Contact lens, 3a, 6a …… Concave side center, 3b …… Convex side center, 3s, 6s …… Concave side surface, 4 …… Optical path, 5,12 ……
Lens stand, 7 ... Eyepiece, 8 ... Semi-transparent mirror, 9 ...
… Target, 10… Lamp, 11… Optical sensor, 13… Height adjustment device, 14… Height measurement sensor, 15… Focusing control circuit, 16… Arithmetic circuit,
17: Data output display unit, 18: Digital numerical input switch, A: Mirror, R, R '... Base curve (curvature radius), T, T' ... Center thickness

Claims (2)

[Claims] 1. A target pattern is projected onto a contact lens, which is placed with the concave side facing the objective lens of a radial scope, and the contact lens and the objective lens are moved relative to each other, and the center and concave surface of the contact lens on the concave side. On the optical axis of the contact lens or the objective lens on which the two focus images are formed, when forming the focus images of the patterns on the side surfaces and detecting these focus images by the optical sensor through the eyepiece lens of the radial scope The radius of curvature of the contact lens is obtained from the difference in the position of the contact lens, and the focus image of the pattern is formed on the center of the convex surface or the back surface of the lens and detected by the sensor, and the focus image of the center of the convex surface or the back surface is obtained. Of the contact lens or the objective lens on which a focus image of the concave side center is formed Simultaneous measurement of the base curve and center thickness of the contact lens by comparing the position of the on-axis and obtaining the central thickness of the contact lens. 2. A microscope formed by an eyepiece lens and an objective lens arranged on the same optical axis, an optical sensor provided on the optical axis close to the eyepiece lens of the microscope, and light between the two lenses. On the optical axis, there is provided a mirror section including a semitransparent mirror disposed on the axis and a target section projecting a target pattern from the side of the optical axis to the objective lens side through the semitransparent mirror. A lens holder for movably holding the contact lens, the holder for holding the contact lens, or a length measuring means for reading the amount of movement of the mirror body when moved on the optical axis, By moving the lens holder or the mirror body, the focus side image of the projected pattern that can be detected by the sensor is formed.
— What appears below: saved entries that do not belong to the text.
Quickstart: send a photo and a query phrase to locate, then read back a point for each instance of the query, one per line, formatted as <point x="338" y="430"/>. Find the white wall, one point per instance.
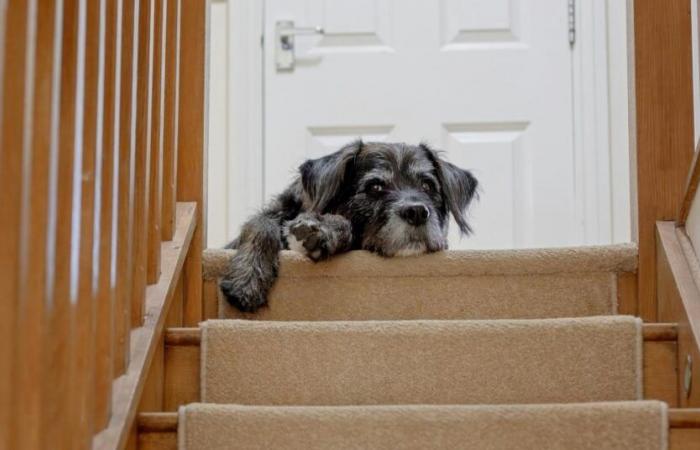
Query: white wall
<point x="218" y="151"/>
<point x="696" y="68"/>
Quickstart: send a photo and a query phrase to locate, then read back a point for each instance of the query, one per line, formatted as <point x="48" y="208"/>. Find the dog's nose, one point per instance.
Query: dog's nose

The concave side center and the concave side surface of the contact lens and the convex side or The contact lens characterized in that the base curve and the center wall thickness of the contact lens are calculated by respectively measuring the position on the optical axis of the mounting table or the mirror portion corresponding to the surface side center. Simultaneous measurement system for base curve and center wall thickness.